At least two major corporate transactions that had been in limbo while the net neutrality vote was up in the air, will now need FCC approval. And more could be coming.
Comcast-Time Warner Cable
This gigantic and politically contentious deal would combine America’s two largest cable companies. The FCC has an informal 180 day window (“shot clock”) to decide on transactions that in this case will expire at the end of March. Some people think that the approval of net neutrality will actually make it easier for the FCC to wave this one through. Macquarie Securities analyst Amy Yong told clients this morning that she thinks the merger ”will likely be approved by end of March / early April with company-specific conditions” which “could set the groundwork for future deals”.
Opponents, which include Netflix, Senator Al Franken, and John Oliver, remain fearful. One vociferous group, the Stop Mega Comcast Coalition, said in a press release that even with net neutrality, the deal would still harm competition, consumers, and the public interest. “No regulation, including net neutrality, can make up for this loss of competitive options.”
The proposed deal between AT&T, the telecom giant and, DirecTV, a satellite TV operator, is bigger but far less contentious than Comcast-Time Warner and not really affected by the ruling. The FCC’s review of this deal is expected to also conclude by the end of month.”We continue to believe the transaction will close with minimal concessions” Jefferies analyst Mike McCormick said last month. AT&T is pondering whether to rebrand (paywall) the satellite pay TV company under its own name.
What about T-Mobile?
T-Mobile has long been considered a prime acquisition target. But after a remarkable turnaround over the past year, it is now one of the jewels (paywall) in its parent company, Deutsche Telekom’s portfolio, which may no longer want to sell it.

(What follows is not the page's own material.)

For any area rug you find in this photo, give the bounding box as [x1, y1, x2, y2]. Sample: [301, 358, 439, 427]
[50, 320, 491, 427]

Rival carrier Sprint and its Japanese owner Softbank made no secret of their desire to acquire the business last year. They were forced to walk away when regulators signaled they would never sanction a deal that reduces the number of wireless carriers from the current four players. The net neutrality ruling doesn’t really change that.
Speculation has since shifted to a potential deal between T-Mobile and satellite operator Dish Network (which recently launched an internet TV service, Sling TV). T-Mobile CEO John Legere actually made some comments about this at his parent’s investor day last week. ““It’s a conversation that our shareholders should have, but importantly from a position of strength,” he said. “Dish and [T-Mobile], that makes some sense.”